季節は春になっているとは言え、この街にはまだ雪が多少残っている。
その為、大通公園にはまだベンチが設置されていないのだ。仕方なく、私は柵に腰をかけて一服している。
煙草を吸い終えると、よく知る顔馴染みが近くまで来たようだ。
「公園内で喫煙してると、1000円取られるけど?」
「明日香か。どうしたの?」
髪を帽子でまとめ、上下同じ柄のジャケットとホットパンツを着た明日香が、迎えに来たみたいだ。
「どうしたのじゃないよ。電話に出ないと思ったら、君スマホを忘れて行っちゃうんだもん。ラスティアが心配していたよ」
明日香に指摘され、ジャケットのポケットを確認する。何かないと思ったが、本当にスマホを置いて行っていたそうだ。

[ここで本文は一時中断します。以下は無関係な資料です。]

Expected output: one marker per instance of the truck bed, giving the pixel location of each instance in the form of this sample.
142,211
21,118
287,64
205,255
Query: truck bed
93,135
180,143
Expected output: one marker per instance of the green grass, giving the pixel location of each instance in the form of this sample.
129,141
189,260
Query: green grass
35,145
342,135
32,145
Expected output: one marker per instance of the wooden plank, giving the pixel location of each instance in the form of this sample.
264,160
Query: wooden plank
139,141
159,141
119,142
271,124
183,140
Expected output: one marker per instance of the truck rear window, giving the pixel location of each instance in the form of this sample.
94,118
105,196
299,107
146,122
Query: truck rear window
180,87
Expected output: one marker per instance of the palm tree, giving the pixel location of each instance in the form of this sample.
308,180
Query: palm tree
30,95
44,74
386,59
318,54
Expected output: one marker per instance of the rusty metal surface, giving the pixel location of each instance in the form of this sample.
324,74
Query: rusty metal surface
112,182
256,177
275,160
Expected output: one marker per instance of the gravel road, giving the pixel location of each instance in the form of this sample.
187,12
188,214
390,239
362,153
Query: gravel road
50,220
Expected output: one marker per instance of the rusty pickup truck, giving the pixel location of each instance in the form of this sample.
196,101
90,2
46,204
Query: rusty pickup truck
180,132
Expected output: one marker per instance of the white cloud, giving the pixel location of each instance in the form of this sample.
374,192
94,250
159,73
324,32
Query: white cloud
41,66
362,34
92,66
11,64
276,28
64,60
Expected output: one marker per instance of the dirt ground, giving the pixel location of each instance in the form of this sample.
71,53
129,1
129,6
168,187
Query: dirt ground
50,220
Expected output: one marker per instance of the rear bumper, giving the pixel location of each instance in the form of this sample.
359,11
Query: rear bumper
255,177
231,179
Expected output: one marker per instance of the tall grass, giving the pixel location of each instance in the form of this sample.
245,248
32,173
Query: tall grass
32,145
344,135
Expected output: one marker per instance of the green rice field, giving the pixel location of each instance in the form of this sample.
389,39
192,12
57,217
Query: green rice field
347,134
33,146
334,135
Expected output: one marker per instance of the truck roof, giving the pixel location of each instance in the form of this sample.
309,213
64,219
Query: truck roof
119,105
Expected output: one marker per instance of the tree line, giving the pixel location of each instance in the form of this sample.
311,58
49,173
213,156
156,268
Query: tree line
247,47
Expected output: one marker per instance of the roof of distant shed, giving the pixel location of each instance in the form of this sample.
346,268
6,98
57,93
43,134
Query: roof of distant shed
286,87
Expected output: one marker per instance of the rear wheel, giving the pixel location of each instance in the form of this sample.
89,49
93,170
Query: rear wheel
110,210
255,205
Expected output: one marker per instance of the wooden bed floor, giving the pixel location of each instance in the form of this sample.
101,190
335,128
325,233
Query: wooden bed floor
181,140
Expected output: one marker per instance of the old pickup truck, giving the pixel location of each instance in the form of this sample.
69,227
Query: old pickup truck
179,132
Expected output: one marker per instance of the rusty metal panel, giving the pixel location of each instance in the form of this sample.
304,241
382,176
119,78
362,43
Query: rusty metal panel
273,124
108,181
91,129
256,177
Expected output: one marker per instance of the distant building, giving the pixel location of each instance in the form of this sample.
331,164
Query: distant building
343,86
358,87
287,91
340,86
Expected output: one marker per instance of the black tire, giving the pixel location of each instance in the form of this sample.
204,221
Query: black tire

どうやら、財布と煙草のみを持ったまま行ってしまったみたいだ。
「それはすまない。完全に置いていったみたいだ」
「全く君は。それより、早いところ戻ろう。彼女が早く連れてこいってうるさいから」
「わかった。それなら今から行こう」
私は煙草を吸い殻入れに入れ、明日香と共に地下鉄を使って事務所へ戻った。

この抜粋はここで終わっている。